Já te mencionei, querida,

a ciclovia que tem naquela avenida que sempre tenho de cruzar. Construída no meio do canteiro central pobremente arborizado, com rochas irregulares e feias em sua extensão; compõe a paisagem os respiros das galerias duplas do córrego subterrâneo, os quais exalam o fedor persistente da água podre que nele circula. Os respiros têm os muros brancos, de pouco mais de um metro e meio de altura, às vezes menos, uns retangulares, outros quadrados, os quais tem dois níveis, um mais raso que é feito de cama para os que moram na rua, entre baratas, odores fétidos e ratazanas, com andrajos jogados desordenadamente, feito cama numa toca à céu aberto, e, por fim, um degrau que acessa o nível mais baixo onde se vê a água cinza esverdeada do córrego; os mais estreitos dão direto para o leito, impossíveis de serem ocupados como moradia improvisada. Há, porém, um outro tipo de respiro: de muros baixos e uma rampa para acessar o fundo do córrego, abaixo cinco metros, talvez, do nível do passeio; embora haja rampa, não se vê portões ou algo que o valha, apenas paredes de concreto ao fundo, não imagino a finalidade desse tipo de construção.

terça-feira, 5 de abril de 2011

68.

Cecília,

ao oscilar de um ponto ao outro com a mesma regularidade do pêndulo do relógio, uma certeza se pode ter: não se trata de bipolaridade. É simples desespero.

segunda-feira, 4 de abril de 2011

67.

Querida,

já usei deste expediente na falta de uma palavra digna de nota, perdoe:

"Hoje o dia foi triste, chuvoso, sem luz, exatamente como minha velhice futura. Fui oprimido por pensamentos tão estranhos e sensações tão sombrias, questões ainda tão obscuras acumulavam-se em minha cabeça, e era como se eu não tivesse forças nem vontade de resolvê-las."
Fiódor Dostoiévski, Noites Brancas. Trad. Nivaldo Monteiro. Ed. 34, São Paulo, 2007, p. 57.

domingo, 3 de abril de 2011

66.

 Querida Cecília,

lembrei-me de ti, com ternura e encabulamento na falta de uma palavra benquista, cesso, desisto em favor da prosa russa.
"Tenho uma velha avó. Fui para sua casa quando era ainda uma menina muito pequena, porque minha mãe e meu pai tinham morrido. É de pensar que antes minha avó era rica, porque hoje se recorda de dias melhores. Ela me ensinou francês e depois contratou-me um professor. Quando eu tinha quinze anos (agora eu tenho dezessete) parei de estudar.

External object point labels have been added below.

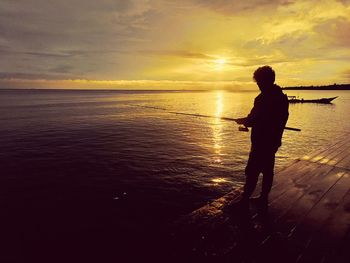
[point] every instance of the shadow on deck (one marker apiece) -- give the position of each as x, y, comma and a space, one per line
308, 219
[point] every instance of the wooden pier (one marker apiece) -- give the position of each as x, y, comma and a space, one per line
308, 219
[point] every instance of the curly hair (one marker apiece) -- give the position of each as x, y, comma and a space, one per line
265, 75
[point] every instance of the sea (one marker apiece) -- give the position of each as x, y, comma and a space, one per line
102, 169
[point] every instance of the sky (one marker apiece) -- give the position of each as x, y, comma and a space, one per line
172, 44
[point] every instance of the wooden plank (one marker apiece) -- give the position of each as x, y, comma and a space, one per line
316, 219
331, 235
337, 142
336, 156
319, 154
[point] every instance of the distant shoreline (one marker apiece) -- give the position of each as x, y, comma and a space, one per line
328, 87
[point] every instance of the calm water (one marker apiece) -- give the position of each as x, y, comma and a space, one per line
80, 163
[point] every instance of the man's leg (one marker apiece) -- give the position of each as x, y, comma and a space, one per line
268, 173
252, 172
250, 184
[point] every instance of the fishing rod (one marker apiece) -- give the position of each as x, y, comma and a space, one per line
207, 116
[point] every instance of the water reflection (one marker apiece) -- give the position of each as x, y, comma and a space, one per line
217, 128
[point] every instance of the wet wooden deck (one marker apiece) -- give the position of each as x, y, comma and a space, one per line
308, 218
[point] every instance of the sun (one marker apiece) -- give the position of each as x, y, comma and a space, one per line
219, 63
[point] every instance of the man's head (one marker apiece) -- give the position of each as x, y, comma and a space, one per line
264, 77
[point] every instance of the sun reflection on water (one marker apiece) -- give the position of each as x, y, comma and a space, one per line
217, 128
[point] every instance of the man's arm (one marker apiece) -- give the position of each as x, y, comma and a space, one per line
252, 116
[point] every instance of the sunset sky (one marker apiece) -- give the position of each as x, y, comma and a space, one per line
172, 44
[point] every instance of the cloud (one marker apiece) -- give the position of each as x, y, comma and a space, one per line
170, 40
335, 32
229, 7
178, 53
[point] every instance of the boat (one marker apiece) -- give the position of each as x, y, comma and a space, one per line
295, 99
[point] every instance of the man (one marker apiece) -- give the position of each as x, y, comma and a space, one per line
267, 119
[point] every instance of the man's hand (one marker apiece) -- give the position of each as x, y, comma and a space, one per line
241, 121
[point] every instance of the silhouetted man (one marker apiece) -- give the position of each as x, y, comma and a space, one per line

Foi nessa época que fiz uma travessura; o que eu fiz não vou lhe dizer, basta saber que o delito era pequeno. Uma manhã a avó me chamou e disse que, como era cega, não podia me vigiar; então pegou um alfinete e prendeu meu vestido ao dela, dizendo que ficaríamos assim a vida toda se, entenda-se, eu não me comportasse melhor. Numa palavra, nos primeiros tempos não havia como me afastar: era trabalhar, ler, estudar, tudo ao lado da avó. Uma vez tentei usar de astúcia e convenci Fiokla a ficar no meu lugar. Fiokla é nossa criada; ela é surda. Fiokla tomou o meu lugar numa hora em que a avó adormeceu, eu fui à casa de uma amiga ali perto. Mas a coisa acabou mal. A avó despertou e perguntou algo, pensando que eu estava calmamente sentada no lugar. Fiokla viu que a avó estava perguntando, mas não entendia o quê; ficou pensando e pensando no que fazer e então soltou o alfinete e deitou a correr..."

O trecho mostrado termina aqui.